Final Command (Ubisoft) Review | ST Format - Everygamegoing

ST Format

Final Command
By Ubi Soft
Atari ST

Published in ST Format #12

Final Command

Military research has discovered a new method of space travel which promises an end to the conflict that's been raging on Earth for the past twenty years. The governments involved have decided to end the conflict to form the United States of the Earth, an organisation dedicated to furthering the human race's occupation of outer space.

The United States of Earth decide that the federation is a new beginning and symbolically start a new calendar. Things progress well until Federal Year 129 when the warlike Horgants emerge and begin to attack colonists settling in new worlds.

Using a new type of bacterial weapon, the Horgants manage to wipe out entire planets with a deadly virus. A treaty is eventually signed to put an end to the conflict, but the Horgants maintain an aggressive position by intimidating outlying USE settlements.

Meanwhile, USE scientists continue work on the revolutionary new teletransporter which will enable troops and colonists to travel between different planetary systems in a matter of seconds. The transporter should allow the United States of Earth to outnumber the raiding Horgant forces.

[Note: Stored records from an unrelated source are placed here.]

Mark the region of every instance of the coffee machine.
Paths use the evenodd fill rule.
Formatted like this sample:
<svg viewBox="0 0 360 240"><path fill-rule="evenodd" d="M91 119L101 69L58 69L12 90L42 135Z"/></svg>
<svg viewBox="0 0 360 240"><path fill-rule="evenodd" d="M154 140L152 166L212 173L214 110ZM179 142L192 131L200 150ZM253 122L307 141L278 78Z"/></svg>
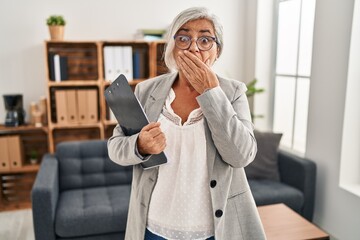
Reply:
<svg viewBox="0 0 360 240"><path fill-rule="evenodd" d="M6 117L5 126L16 127L24 124L25 111L23 109L23 96L21 94L3 95Z"/></svg>

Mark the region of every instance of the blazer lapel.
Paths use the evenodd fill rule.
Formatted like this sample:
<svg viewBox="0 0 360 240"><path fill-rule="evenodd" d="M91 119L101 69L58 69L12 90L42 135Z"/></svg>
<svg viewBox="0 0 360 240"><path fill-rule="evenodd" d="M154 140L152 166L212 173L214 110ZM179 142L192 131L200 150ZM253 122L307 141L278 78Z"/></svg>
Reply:
<svg viewBox="0 0 360 240"><path fill-rule="evenodd" d="M170 88L176 77L177 73L167 75L166 78L159 82L154 91L150 94L150 97L144 106L144 110L150 122L156 122L158 120L161 110L165 104L166 97L168 96Z"/></svg>

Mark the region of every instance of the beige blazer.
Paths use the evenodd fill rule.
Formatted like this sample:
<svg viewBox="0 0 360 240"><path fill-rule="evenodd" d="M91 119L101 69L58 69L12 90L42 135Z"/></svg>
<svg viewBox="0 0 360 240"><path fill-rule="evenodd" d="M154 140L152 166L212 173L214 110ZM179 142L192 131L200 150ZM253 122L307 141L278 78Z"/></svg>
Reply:
<svg viewBox="0 0 360 240"><path fill-rule="evenodd" d="M139 83L135 94L151 122L156 122L177 73ZM205 117L209 188L216 240L266 239L247 182L244 167L255 157L246 85L219 78L216 87L197 97ZM108 140L109 157L120 165L133 165L127 240L143 240L148 207L157 181L158 167L143 170L135 154L138 134L124 136L116 126ZM164 203L165 204L165 203Z"/></svg>

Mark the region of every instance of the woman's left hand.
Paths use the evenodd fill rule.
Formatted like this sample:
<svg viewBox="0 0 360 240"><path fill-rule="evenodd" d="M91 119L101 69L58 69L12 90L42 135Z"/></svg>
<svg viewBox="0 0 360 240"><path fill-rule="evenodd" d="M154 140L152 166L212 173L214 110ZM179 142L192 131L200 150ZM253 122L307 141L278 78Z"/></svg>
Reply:
<svg viewBox="0 0 360 240"><path fill-rule="evenodd" d="M204 63L193 53L183 51L179 52L177 62L180 71L199 94L206 89L219 86L219 80L211 69L209 59Z"/></svg>

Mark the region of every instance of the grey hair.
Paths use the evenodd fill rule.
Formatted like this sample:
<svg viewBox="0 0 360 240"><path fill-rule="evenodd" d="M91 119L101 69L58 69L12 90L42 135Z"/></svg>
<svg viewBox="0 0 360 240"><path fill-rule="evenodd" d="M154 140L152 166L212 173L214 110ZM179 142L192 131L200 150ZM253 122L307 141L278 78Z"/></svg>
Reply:
<svg viewBox="0 0 360 240"><path fill-rule="evenodd" d="M212 22L215 30L215 37L217 40L217 46L219 48L218 57L220 57L222 49L224 47L223 43L223 27L220 24L218 17L214 14L211 14L208 9L203 7L193 7L188 8L181 13L179 13L173 22L171 23L167 35L166 35L166 46L164 52L164 60L166 66L170 71L176 71L178 69L176 61L174 59L173 50L175 47L174 35L185 23L197 20L197 19L207 19Z"/></svg>

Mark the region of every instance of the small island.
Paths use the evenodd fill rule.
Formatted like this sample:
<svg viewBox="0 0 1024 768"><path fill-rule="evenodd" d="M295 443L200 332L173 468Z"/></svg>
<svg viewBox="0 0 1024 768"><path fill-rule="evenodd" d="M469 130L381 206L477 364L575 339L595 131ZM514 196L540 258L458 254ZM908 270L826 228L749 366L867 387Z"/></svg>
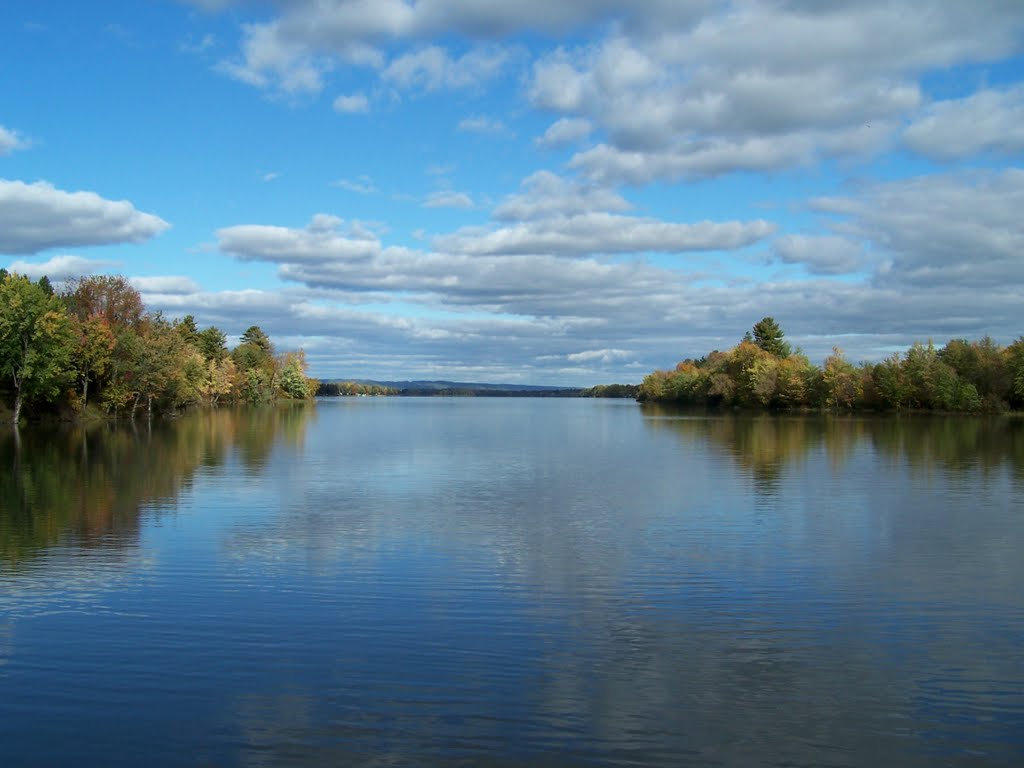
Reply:
<svg viewBox="0 0 1024 768"><path fill-rule="evenodd" d="M637 399L709 408L1002 413L1024 408L1024 337L913 344L855 365L839 347L818 367L785 341L772 317L735 347L644 378Z"/></svg>

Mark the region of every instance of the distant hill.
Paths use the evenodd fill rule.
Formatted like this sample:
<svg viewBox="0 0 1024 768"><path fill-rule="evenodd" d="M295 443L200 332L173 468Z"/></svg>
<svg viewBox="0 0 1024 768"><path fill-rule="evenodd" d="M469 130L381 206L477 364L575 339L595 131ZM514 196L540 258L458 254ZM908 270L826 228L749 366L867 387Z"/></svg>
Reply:
<svg viewBox="0 0 1024 768"><path fill-rule="evenodd" d="M424 391L441 391L441 390L453 390L453 389L468 389L475 392L559 392L559 391L572 391L578 392L579 389L576 387L548 387L539 386L536 384L486 384L480 382L466 382L466 381L382 381L378 382L393 389L399 391L411 389L411 390L424 390Z"/></svg>
<svg viewBox="0 0 1024 768"><path fill-rule="evenodd" d="M353 386L355 385L355 386ZM635 399L639 384L599 384L596 387L550 387L541 384L484 384L469 381L375 381L321 379L321 396L391 395L437 397L604 397Z"/></svg>
<svg viewBox="0 0 1024 768"><path fill-rule="evenodd" d="M348 381L352 381L352 379L322 379L320 382L321 392L326 394L332 385ZM465 381L372 381L358 379L355 380L355 383L386 387L398 395L406 396L578 397L581 392L580 389L575 387L547 387L536 384L486 384Z"/></svg>

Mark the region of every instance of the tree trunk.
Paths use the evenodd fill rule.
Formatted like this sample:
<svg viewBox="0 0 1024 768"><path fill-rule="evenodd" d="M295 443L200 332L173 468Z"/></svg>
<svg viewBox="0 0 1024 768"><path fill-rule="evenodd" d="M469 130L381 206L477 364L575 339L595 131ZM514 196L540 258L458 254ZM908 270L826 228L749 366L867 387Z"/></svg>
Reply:
<svg viewBox="0 0 1024 768"><path fill-rule="evenodd" d="M14 390L14 426L18 426L18 419L21 417L21 387Z"/></svg>

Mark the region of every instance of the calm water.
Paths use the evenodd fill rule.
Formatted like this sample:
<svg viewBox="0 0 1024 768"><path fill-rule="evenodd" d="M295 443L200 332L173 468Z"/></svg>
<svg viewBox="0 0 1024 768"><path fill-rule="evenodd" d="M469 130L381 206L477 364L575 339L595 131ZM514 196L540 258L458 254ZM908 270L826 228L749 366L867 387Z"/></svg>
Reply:
<svg viewBox="0 0 1024 768"><path fill-rule="evenodd" d="M1024 420L0 432L0 764L1024 764Z"/></svg>

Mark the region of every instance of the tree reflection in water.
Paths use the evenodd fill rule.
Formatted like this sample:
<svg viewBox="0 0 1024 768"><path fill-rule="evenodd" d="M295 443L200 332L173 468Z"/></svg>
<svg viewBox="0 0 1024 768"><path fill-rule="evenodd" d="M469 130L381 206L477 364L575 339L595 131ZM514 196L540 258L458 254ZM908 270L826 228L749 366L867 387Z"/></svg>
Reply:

To enable the developers to work on the system away from prying eyes, a hidden planet must be used. The chosen planet is Ipsos III, a dark, unforgiving world supposedly unknown even to the marauding Horgants.

Unfortunately the two research bases on Ipsos III haven't sent reports for some time and fears that the Horgants have infiltrated the base and found the secret teletransporter information are rife.

You are USE agent YG 30 and you travel to Ipsos III to retrieve the data banks from the research computers before the Horgants find them. Unfortunately, the Horgant presence on the planet is heavier than assumed. The ship in which you are travelling, the Centaure, comes under attack. Most of the crew are killed and the ship is badly damaged.

This is where you take control of the mission, using a pointer to search the immediate vicinity. When the pointer moves across an item of particular interest, clicking the left mouse button informs you what it is. Another click picks up an object or allows access to another section of the game. Items that have been picked up may be used in other locations, but the consequences can be dangerous, so a save game feature has been included for those disastrous wrong moves!


Final Command's opening tune is a lightweight affair that fails to create the sinister atmosphere needed. The game itself, however, has a wealth of sampled music and effects which combine with the murky graphics to create a suitably oppressive sci-fi atmosphere. The screens are all well-drawn and each area has a distinctive feel - from the broken down research base to the weird Horgant space shuttles.

Surprisingly, the programmers have avoided the "Aliens rip-off" approach and produce a unique and enjoyable playing environment.


Despite initially appearing confusing, the game isn't at all difficult to get to grips with. The pointer system is easy to use and draws you deeper into the adventure one step at a time. Most of the puzzles require a great deal of thought, though at times of fire frustration there's always brute force - often more useful than you might think.

The only problem with the game is the way separate locations are loaded from disk - even parts of the same room require some disk access. This is annoying when you have to travel through a series of rooms to get to where you want to be.

This quibble aside, Final Command is an involved and intriguing adventure that has the kind of decaying, doom-laden atmosphere that sci-fi buffs and ardent adventurers revel in.